At the entrance: bookshelves. In the main room: an atmosphere of hush and focus. Laptops are officially banned, unless you sneak into a hidden back room. The idea here is simple: drink your coffee, don’t Zoom your life away. The soul of the space is Arthur Lumen, a well-known Armenian photographer. The menu is curated by his wife, Angela, a pioneer of healthy eating in Armenia and founder of Eat& Fit. What they’ve created isn’t just a coffee shop — it’s a space to be alone with your cup, your city, and yourself.
Coffee Nostalgia
If Lumen is the future, Jazzve is the past you want to carry in your pocket. Its name comes from «jazve», the copper cezve used to brew Armenian coffee. For old Yerevan, Jazzve is a geography and all roads led there.
The smell of sand-brewed coffee, stained-glass windows, creaky armchairs that sound like memories. So this isn’t just a café, it’s an institution of Armenian coffee culture. Now reborn as J Space, it’s a full-blown concept space: café, bakery, flower shop, bookshelf, even a small merch corner. But the heart of it remains the same. The coffee tastes just as it always did: strong, earthy, slightly sweet.
Coffee and Synergy
Welcome to Yerevan’s first venture café. Here, coffee isn’t just a beverage — it’s the excuse that gathers startup founders, designers, architects, civil servants, and developers around the same table.
Ground Zero does something rare in Yerevan: breakfast at 8 AM. That might sound normal for big cities, but in Yerevan, where mornings are famously unhurried, that’s why it was nearly revolutionary. Over those breakfasts, you could spot anyone: from the mayor to visiting Silicon Valley investors.

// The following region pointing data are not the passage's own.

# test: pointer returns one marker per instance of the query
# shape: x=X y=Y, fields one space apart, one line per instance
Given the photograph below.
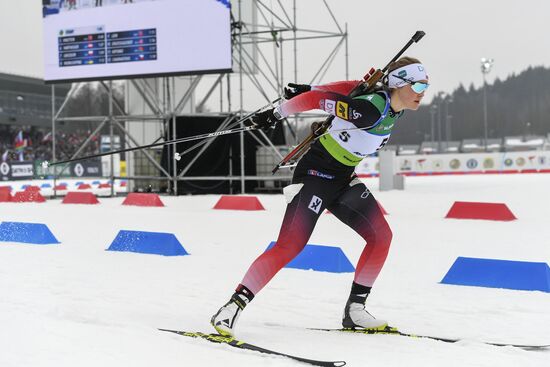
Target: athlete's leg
x=306 y=201
x=358 y=208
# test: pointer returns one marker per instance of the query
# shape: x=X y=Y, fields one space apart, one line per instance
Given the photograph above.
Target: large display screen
x=116 y=39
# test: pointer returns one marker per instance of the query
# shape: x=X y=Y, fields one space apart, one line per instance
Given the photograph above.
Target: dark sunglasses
x=417 y=87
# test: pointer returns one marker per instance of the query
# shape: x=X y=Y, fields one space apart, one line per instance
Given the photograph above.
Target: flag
x=20 y=143
x=47 y=137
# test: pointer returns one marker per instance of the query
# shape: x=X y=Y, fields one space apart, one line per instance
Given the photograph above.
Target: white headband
x=411 y=72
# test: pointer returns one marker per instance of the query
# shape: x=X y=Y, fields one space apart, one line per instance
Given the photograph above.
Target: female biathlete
x=324 y=178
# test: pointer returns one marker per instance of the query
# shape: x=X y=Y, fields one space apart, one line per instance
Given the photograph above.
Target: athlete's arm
x=343 y=87
x=359 y=112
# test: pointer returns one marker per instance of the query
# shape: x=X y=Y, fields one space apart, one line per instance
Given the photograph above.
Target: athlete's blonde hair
x=404 y=61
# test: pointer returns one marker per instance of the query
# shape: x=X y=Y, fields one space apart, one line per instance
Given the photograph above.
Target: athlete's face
x=407 y=98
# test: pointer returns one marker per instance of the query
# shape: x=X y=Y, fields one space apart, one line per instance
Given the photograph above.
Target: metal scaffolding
x=255 y=28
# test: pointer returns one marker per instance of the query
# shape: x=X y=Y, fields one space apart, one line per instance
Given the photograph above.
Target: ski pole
x=214 y=134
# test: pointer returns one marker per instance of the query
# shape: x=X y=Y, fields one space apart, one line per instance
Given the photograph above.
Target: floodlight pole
x=486 y=65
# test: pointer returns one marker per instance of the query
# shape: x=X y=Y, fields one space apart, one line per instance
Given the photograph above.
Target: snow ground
x=75 y=304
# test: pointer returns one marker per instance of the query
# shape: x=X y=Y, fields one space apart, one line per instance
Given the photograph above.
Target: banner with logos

Coffee here is a passcode to something bigger, bolder, transformational.Beans and machines? Top notch. But the real magic is the energy behind every single cup. Let’s be honest, Ground Zero isn’t just a café. It’s a cultural phenomenon, a space where creativity, caffeine, and change blend seamlessly.
Armenian Wave
When Surf Coffee opened in Yerevan, it felt like just another franchise. But Yerevan’s Surf turned out to be something else entirely. No skateboards, no surfboards, just pure atmosphere. Soft lighting. Background music. Conversations at the bar. Coffee you grab to go, not because you’re in a rush, but because your day already feels complete. The main location is next to Ground Zero, with another on Tumanyan Street. Both spaces reimagined Surf through an Armenian lens. Bold note: no decorative ethnics, just an honest feel for the city’s rhythm.
Coffee with an Edge
This café is about street-level aesthetics and bean-forward flavor. Everything here feels intentional: clean lines, sharp service, baristas who could’ve just flown in from Berlin, but haven’t forgotten where they are. The space is minimalist, but with tension. The coffee? Bold, rich, and unmistakably itself. If Ground Zero is where ideas meet, 202°F is where you meet yourself.
Anti-Gloss
In Armenian, the name means «Neither Light Nor Darkness.» And that pretty much sums it up. This café doesn’t try to be everything to everyone. It’s a haven for those who prefer texture over polish, and espresso without the sugar curtain (sorry, not sorry). Black-and-white interiors. A hint of gothic. A slice of abstraction. No one asks how your day was, because they just make you damn good coffee.